There are two of these structures to be provided by architecture-specific code: one describing the requirements for executable allocations, and one for data allocations. In each, the pgprot field describes the protections that must be applied in the page tables, while start and end delineate the address range in which the allocations should fall. Some architectures implement a second "fallback" range to be used if an allocation attempt from the primary range fails; the location of the fallback range, if any, is stored in fallback_start and fallback_end.

These structures are then bundled into an overall structure controlling how allocations of executable memory (and associated data) are handled on any given architecture:

    struct jit_alloc_params {
	struct jit_address_space	text;
	struct jit_address_space	data;
	enum jit_alloc_flags		flags;
	unsigned int			alignment;
    };

The flags field allows for the expression of additional, architecture-specific quirks, while alignment allows the specification of the minimum alignment required for such allocations. A certain amount of digging is required to learn that alignment is interpreted as a power of two; alternatively, one can think of it as the number of least-significant bits that must be zero in a properly aligned address.

With this infrastructure in place, it is possible for the kernel subsystems needing to allocate space for executable text to get the memory they need. Since this allocator is separate from the kernel's module loader, it is no longer necessary to enable loadable modules to be able to load other types of code. No real effort has been made to address the performance issues associated with the allocation of executable memory; the idea is that this sort of optimization can be added after the interface has been agreed on.

Comments on this work have fallen into two broad categories. Rick Edgecombe worried that this interface could expose executable code that has not yet reached its intended state. Module code, for example, can be tweaked in a number of ways after it lands in memory. It might be better, he suggested, to prepare the code area first before making it executable.

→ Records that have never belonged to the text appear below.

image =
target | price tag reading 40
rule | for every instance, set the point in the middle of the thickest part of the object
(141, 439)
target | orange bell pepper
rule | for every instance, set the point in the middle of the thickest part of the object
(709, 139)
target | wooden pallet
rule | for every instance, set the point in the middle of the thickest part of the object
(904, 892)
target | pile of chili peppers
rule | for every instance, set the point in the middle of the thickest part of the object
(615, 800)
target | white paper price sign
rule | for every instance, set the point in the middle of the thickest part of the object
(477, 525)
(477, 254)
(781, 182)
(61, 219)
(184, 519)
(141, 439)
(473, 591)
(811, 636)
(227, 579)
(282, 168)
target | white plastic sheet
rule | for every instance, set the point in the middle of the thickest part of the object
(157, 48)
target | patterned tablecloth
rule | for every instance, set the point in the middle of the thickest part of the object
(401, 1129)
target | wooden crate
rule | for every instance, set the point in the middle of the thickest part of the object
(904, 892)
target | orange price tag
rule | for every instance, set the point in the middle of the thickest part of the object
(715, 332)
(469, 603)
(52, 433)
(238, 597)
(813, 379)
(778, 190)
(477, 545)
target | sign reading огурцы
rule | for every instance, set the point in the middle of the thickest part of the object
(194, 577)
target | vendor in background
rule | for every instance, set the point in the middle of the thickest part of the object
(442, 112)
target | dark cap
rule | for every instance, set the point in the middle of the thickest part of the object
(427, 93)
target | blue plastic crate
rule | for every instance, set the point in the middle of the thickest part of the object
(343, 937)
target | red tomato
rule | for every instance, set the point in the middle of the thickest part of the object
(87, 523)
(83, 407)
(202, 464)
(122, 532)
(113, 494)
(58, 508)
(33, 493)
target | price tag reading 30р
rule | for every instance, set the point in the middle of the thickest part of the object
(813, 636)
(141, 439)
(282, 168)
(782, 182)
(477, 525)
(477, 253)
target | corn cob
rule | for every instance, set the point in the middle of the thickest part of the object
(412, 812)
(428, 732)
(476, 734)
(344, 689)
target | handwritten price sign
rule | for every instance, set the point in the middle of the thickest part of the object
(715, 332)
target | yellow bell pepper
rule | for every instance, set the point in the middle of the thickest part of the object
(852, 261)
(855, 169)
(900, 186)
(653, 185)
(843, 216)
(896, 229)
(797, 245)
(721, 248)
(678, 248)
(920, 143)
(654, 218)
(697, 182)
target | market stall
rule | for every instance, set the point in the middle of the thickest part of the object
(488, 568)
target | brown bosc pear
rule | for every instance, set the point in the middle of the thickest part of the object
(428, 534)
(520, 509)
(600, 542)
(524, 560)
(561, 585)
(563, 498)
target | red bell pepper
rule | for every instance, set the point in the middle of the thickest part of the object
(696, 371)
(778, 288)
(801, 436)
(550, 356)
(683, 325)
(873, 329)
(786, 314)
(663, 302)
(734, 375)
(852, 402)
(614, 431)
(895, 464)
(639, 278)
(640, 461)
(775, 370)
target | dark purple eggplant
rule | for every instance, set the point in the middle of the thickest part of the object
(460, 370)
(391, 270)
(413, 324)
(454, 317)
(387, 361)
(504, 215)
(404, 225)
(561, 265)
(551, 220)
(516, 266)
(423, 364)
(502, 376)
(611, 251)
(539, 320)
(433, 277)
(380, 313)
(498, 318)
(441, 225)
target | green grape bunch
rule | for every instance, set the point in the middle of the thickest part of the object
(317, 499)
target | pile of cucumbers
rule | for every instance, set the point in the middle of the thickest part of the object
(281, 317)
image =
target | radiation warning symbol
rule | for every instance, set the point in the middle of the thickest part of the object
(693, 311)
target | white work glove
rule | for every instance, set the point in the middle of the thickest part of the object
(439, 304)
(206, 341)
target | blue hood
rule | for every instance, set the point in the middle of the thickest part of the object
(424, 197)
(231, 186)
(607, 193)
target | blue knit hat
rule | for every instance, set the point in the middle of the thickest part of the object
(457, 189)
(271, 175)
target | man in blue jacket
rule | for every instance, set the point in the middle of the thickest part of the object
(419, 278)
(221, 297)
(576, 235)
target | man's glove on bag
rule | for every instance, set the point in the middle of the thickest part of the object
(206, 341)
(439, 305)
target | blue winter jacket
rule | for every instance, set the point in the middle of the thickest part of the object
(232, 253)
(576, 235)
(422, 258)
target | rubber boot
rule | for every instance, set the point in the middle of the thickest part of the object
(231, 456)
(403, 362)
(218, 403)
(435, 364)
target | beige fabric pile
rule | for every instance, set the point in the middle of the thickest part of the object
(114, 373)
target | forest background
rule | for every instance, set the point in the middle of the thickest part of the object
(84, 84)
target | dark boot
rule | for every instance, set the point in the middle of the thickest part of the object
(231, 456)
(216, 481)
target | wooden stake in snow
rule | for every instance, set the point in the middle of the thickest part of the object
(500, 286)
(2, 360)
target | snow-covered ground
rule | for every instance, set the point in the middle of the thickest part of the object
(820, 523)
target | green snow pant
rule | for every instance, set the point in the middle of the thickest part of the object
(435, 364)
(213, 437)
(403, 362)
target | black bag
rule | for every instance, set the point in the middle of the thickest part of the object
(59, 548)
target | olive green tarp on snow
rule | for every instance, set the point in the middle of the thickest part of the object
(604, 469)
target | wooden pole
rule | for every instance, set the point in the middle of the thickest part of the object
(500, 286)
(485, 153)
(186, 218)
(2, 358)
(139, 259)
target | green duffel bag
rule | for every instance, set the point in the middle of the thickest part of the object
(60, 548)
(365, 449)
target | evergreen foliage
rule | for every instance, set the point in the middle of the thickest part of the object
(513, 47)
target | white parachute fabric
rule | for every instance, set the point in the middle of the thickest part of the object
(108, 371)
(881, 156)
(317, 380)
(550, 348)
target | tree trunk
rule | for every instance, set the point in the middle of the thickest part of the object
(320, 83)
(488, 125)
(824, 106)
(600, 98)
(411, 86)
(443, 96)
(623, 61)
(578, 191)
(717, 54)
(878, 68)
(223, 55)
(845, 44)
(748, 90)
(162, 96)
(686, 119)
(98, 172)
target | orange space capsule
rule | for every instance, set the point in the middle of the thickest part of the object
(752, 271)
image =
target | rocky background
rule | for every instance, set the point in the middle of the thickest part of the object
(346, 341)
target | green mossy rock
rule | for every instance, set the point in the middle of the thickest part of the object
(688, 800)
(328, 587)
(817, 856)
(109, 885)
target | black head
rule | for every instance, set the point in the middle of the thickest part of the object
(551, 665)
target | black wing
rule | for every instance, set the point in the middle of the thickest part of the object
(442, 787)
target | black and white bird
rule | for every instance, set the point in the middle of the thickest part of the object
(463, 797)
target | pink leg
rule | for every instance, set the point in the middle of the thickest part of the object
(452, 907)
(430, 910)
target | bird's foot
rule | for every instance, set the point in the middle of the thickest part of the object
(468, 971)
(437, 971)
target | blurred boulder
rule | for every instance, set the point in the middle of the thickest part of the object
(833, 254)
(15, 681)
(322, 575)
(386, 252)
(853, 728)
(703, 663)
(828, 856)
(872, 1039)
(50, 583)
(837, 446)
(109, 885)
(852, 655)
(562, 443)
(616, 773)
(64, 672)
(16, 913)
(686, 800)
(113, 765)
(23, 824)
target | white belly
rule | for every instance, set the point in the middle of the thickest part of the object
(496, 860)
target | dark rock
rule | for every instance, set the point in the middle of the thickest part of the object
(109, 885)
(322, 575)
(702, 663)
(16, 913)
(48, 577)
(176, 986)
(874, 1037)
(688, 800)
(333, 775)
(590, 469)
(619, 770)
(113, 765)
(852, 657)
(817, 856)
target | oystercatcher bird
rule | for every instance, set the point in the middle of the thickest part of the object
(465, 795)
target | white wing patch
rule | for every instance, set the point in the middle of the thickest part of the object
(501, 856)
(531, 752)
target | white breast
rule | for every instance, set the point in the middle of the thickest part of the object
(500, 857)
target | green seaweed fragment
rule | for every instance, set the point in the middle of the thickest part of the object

The other concern, from Mark Rutland, was that, on some architectures at least, the requirements for the placement of executable code vary depending on the type of the code. Loadable modules on arm64, for example, have tighter restrictions than kprobes do. Holding all allocations to the tightest constraints could conceivably cause an address-space shortage in the target area. He suggested creating separate allocators for each memory type, all of which might still use a common infrastructure underneath. Rapoport answered that, if it turns out to be necessary, the central infrastructure could learn to apply different rules to different allocations. It's not entirely clear, though, that the problem is serious enough to need this kind of solution.

Overall, the patch set looks like a reasonable start toward a proper API for the allocation of executable memory in the kernel. There have been several attempts in this area over the last few years, though, and nothing has yet made everybody happy. So we'll have to wait to see what might happen this time around.

Index entries for this article
Kernel	Memory management

Yet another memory allocator for executable code

Posted Jun 14, 2023 17:58 UTC (Wed) by riking (subscriber, #95706) [Link]

> Rick Edgecombe worried that this interface could expose executable code that has not yet reached its intended state. Module code, for example, can be tweaked in a number of ways after it lands in memory. It might be better, he suggested, to prepare the code area first before making it executable.

Uh, this appears to be exactly what jit_update_copy is for? You make a regular kalloc, tweak the code there, then jit_update_copy it to the executable location.